01/01/2013 - 01:00

Revoca dell'ordine di demolizione

L'ordine di demolizione contenuto nella sentenza di condanna costituisce una sanzione amministrativa emessa dall'autorità giudiziaria penale ed è, pertanto, suscettibile di revoca in presenza di atti amministrativi incompatibili con la sua esecuzione. Stante il carattere cogente del provvedimento emesso dal giudice penale, però, lo stesso può essere revocato solo nel caso di assoluta incompatibilità dell'esecuzione dell'ordine con gli atti nel frattempo adottati dalla pubblica amministrazione - Corte di Cassazione Penale, Sez. III, 19/12/2011 (Cc. 7/12/2011), sentenza n. 46805.
Il giudice dell'esecuzione, in quanto competente ad eseguire l'ordine di demolizione emesso ai sensi dell'art. 31 del DPR n. 380/2001, è dotato di un potere autonomo rispetto a quello analogo della pubblica amministrazione e deve, perciò, risolvere tutte le questioni che riguardano l'eseguibilità della pronuncia, tra le quali quelle afferenti alla compatibilità dell'ordine adottato con i provvedimenti assunti dalla P.A., nonché dalla giurisdizione amministrativa o da quella penale (cfr. sez. III, 2.7.1996 n. 2870, P.M. in proc. Petrino, RV 205808).

Nel caso di specie, il giudice dell'esecuzione aveva escluso che l'ordinanza del TAR Campania n. 732 del 2009, che aveva accolto la domanda cautelare di sospensione dell'ingiunzione a demolire emessa dal Comune di Cava dei Tirreni in data 3.4.2009, costituisca un provvedimento incompatibile con l'esecuzione dell'ordine di demolizione contenuto nella sentenza penale di condanna.

Innanzitutto, l'ordine di demolizione contenuto nella sentenza di condanna costituisce una sanzione amministrativa emessa dall'autorità giudiziaria penale ed è, pertanto, suscettibile di revoca in presenza di atti amministrativi incompatibili con la sua esecuzione.

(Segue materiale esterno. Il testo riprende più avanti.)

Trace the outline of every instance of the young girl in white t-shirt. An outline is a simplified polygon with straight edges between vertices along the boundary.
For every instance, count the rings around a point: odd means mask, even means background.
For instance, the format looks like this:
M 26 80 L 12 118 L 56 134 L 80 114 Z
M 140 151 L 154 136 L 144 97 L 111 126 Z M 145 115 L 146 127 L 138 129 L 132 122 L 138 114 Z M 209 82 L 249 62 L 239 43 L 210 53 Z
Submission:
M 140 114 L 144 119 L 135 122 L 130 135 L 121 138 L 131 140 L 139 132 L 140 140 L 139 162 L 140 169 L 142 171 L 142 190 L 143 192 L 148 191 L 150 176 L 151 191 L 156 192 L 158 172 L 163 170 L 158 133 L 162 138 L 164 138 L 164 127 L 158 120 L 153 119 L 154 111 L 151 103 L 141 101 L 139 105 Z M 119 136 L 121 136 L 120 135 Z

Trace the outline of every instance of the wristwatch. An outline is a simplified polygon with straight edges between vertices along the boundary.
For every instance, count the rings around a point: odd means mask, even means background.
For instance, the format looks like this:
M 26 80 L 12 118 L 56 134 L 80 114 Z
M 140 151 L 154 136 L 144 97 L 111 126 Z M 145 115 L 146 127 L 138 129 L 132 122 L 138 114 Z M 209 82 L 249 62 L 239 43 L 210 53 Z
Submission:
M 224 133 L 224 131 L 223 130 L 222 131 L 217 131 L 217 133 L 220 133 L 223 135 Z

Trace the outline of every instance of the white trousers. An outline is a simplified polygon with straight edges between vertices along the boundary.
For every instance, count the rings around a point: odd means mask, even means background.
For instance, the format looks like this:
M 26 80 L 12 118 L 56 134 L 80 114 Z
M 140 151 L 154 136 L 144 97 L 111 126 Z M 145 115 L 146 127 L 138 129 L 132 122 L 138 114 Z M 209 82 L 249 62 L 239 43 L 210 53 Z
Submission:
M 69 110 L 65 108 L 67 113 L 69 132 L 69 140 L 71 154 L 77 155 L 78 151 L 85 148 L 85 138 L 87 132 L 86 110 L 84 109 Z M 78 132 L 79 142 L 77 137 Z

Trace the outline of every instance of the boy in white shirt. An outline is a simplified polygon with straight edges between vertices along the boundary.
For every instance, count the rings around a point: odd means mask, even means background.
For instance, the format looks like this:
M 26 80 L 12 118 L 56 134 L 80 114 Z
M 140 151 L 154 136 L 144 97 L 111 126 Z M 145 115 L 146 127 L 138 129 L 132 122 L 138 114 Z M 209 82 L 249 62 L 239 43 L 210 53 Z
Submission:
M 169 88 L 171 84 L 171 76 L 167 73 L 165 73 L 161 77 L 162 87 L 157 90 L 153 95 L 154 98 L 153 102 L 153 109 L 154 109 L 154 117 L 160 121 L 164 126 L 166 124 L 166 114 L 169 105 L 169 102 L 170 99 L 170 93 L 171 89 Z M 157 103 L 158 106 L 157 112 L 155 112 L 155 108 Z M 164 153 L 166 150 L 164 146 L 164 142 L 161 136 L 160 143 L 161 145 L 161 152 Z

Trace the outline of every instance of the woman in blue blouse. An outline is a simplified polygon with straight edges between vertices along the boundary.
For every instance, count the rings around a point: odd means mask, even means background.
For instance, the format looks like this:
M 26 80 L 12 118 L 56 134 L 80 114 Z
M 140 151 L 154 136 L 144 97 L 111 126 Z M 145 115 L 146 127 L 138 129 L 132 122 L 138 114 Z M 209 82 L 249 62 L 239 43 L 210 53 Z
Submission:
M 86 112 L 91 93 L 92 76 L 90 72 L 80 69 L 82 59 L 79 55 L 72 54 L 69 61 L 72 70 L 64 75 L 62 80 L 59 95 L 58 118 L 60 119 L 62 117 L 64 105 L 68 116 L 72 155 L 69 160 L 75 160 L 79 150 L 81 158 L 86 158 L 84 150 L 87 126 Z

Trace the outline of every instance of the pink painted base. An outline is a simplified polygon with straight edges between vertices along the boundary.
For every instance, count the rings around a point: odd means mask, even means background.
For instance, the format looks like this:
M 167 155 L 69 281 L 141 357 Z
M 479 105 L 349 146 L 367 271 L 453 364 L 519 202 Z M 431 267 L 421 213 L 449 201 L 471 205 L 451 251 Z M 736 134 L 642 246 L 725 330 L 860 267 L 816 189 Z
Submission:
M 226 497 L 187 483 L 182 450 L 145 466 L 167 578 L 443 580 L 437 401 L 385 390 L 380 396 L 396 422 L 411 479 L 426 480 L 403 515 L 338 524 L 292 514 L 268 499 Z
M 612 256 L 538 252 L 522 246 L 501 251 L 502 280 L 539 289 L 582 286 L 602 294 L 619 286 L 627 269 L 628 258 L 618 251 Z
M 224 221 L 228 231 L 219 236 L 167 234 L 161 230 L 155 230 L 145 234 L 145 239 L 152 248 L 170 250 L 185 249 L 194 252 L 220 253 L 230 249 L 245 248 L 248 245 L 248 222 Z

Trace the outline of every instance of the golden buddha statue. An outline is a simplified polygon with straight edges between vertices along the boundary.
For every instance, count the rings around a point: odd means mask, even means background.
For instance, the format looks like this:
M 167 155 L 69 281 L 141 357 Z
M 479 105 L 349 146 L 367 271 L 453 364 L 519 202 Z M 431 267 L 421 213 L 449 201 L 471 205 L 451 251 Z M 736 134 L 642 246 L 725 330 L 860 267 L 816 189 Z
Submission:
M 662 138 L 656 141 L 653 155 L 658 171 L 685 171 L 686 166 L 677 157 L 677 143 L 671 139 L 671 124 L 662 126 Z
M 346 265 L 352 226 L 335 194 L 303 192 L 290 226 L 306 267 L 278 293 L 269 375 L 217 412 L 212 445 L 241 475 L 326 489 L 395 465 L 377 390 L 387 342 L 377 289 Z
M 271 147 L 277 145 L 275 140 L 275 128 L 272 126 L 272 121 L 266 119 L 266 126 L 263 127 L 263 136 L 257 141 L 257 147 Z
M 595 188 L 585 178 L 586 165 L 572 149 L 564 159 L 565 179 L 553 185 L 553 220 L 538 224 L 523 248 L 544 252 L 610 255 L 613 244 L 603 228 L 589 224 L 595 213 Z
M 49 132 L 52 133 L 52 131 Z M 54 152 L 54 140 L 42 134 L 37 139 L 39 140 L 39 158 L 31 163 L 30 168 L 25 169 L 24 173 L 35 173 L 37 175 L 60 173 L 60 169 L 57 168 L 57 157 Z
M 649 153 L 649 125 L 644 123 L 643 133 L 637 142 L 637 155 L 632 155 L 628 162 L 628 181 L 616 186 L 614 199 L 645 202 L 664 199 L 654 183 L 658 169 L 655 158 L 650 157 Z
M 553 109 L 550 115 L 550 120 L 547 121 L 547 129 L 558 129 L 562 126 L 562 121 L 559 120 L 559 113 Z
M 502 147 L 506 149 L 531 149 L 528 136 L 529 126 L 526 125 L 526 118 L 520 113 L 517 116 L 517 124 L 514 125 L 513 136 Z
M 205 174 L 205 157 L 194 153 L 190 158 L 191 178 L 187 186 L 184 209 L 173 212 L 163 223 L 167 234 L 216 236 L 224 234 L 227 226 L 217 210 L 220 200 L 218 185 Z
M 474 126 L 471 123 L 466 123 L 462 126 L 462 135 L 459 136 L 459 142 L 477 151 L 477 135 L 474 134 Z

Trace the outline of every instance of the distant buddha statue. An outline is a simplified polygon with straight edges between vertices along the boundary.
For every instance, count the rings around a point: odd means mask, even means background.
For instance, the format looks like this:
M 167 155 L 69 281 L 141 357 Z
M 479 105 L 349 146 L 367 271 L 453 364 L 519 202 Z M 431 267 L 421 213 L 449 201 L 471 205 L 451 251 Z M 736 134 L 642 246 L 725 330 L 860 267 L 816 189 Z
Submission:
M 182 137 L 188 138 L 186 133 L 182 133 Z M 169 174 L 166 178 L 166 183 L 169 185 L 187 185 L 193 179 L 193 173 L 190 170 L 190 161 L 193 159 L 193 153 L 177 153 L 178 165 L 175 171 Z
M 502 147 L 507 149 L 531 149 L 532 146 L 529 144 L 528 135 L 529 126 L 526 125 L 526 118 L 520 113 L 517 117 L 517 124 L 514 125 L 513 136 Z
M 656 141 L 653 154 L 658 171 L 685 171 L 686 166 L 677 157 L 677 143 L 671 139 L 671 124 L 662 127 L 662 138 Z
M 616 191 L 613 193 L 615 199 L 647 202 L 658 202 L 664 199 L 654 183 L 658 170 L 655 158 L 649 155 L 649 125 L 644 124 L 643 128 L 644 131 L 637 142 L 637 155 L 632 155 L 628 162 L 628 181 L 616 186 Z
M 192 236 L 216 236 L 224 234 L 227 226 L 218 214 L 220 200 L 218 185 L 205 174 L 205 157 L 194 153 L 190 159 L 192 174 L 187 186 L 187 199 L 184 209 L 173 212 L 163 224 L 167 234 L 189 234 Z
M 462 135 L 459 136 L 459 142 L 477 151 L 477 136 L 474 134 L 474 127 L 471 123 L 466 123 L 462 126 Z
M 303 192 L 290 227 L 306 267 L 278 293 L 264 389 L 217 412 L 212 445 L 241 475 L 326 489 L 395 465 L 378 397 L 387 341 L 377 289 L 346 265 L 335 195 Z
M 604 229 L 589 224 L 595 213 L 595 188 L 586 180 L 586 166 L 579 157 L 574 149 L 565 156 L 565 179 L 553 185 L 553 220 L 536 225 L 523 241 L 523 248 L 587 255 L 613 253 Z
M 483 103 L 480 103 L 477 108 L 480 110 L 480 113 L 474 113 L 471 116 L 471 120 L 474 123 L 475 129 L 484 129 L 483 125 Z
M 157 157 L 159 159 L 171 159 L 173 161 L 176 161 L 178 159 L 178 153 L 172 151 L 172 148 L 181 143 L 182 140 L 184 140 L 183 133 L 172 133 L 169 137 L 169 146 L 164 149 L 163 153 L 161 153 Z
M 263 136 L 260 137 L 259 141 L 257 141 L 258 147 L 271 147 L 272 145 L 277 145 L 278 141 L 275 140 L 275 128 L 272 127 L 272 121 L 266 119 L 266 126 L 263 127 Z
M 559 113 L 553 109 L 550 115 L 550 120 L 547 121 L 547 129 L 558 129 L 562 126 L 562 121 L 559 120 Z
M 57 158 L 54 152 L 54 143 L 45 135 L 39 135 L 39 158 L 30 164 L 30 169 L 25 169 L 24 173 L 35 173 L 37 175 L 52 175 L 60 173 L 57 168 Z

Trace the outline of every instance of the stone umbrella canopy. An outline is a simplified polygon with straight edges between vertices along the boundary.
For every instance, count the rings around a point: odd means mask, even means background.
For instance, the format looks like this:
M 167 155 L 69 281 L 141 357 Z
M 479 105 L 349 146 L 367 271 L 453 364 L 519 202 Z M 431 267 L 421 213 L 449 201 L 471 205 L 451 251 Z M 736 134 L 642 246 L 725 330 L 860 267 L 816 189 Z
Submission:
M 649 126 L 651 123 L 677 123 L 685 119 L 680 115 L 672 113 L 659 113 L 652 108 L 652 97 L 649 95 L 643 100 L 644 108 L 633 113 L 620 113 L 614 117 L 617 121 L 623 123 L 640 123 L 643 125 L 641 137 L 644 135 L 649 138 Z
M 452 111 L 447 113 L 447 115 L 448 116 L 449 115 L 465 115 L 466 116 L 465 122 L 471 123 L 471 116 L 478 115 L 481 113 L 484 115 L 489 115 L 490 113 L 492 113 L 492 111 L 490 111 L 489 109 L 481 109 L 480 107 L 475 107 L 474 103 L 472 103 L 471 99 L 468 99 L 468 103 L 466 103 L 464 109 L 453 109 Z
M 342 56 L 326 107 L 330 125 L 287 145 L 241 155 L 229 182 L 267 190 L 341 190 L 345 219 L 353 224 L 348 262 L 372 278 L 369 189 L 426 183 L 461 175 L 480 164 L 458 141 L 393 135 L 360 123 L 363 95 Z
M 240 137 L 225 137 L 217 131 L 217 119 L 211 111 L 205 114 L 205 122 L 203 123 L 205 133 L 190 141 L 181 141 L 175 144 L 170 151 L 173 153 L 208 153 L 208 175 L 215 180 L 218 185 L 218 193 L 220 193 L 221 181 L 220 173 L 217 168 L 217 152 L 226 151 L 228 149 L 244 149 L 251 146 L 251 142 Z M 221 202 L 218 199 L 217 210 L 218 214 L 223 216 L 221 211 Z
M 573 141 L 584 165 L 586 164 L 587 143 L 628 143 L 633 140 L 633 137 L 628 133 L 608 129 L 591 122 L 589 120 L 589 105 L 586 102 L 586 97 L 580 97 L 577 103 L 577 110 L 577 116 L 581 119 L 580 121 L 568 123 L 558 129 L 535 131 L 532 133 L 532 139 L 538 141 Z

Stante il carattere cogente del provvedimento emesso dal giudice penale, però, lo stesso può essere revocato solo nel caso di assoluta incompatibilità dell'esecuzione dell'ordine con gli atti nel frattempo adottati dalla pubblica amministrazione (cfr. per tutte sez. III, 30.3.2000 n. 1388, Ciconte e altri, RV 216071).

Anche la sospensione della esecuzione, pertanto, può essere disposta dal giudice dell'esecuzione solo quando sia razionalmente e concretamente prevedibile che, nel giro di brevissimo tempo, sia adottato dall'autorità amministrativa o giurisdizionale un provvedimento che si ponga in insanabile contrasto con il detto ordine di demolizione.

Non è invece sufficiente una mera possibilità del tutto ipotetica che si potrebbe verificare in un futuro lontano o comunque entro un tempo non prevedibile.

In tal senso, la Corte di Cassazione penale, Sez.III, del 19/12/2011, sentenza n.46805, ha dichiarato che "non può essere ritenuta sufficiente la pendenza di ricorso al TAR contro l'ordine di demolizione emesso in sede amministrativa ovvero la sospensione in quella sede di detto ordine per giustificare l'invocata sospensione della demolizione, né la adozione da parte della pubblica amministrazione di provvedimenti che non riguardino direttamente l'immobile da demolire".

Orbene,nel caso di specie l'ordinanza impugnata aveva correttamente effettuato la valutazione richiesta dalla legge su tali punti, avendo escluso la rilevanza della sospensiva disposta in sede di giustizia amministrativa e che la domanda di condono edilizio presentata dall'interessato fosse suscettibile di sanatoria, trattandosi di immobile abusivo di rilevanti dimensioni realizzato in zona sottoposta a vincolo paesaggistico.

Sul punto è appena il caso di ricordare che secondo il consolidato indirizzo interpretativo di questa Corte, "La realizzazione, in area assoggettata a vincolo paesaggistico, di nuova costruzione in assenza di permesso di costruire non è suscettibile di sanatoria ai sensi dell'art. 32 D.L. n. 269 del 2003." (sez. III, 17.2.2010 n. 16471, Giardina, RV 246759; conf. sez. III, 11.4.2007 n. 35222, Manfredi e altro, RV 237373; sez. III; 4.5.2004 n. 37865, Musio, RV 230030; sez. III, 24.3.2009 n. 24647, Marra, RV 244025).

Indirizzo interpretativo la cui legittimità costituzionale ha trovato riscontro nella pronuncia della Corte Costituzionale, ordinanza n. 150 del 2009, che ha dichiarato inammissibile la questione di legittimità sollevata sul punto.

Il ricorso, pertanto, veniva rigettato con le conseguenze di legge.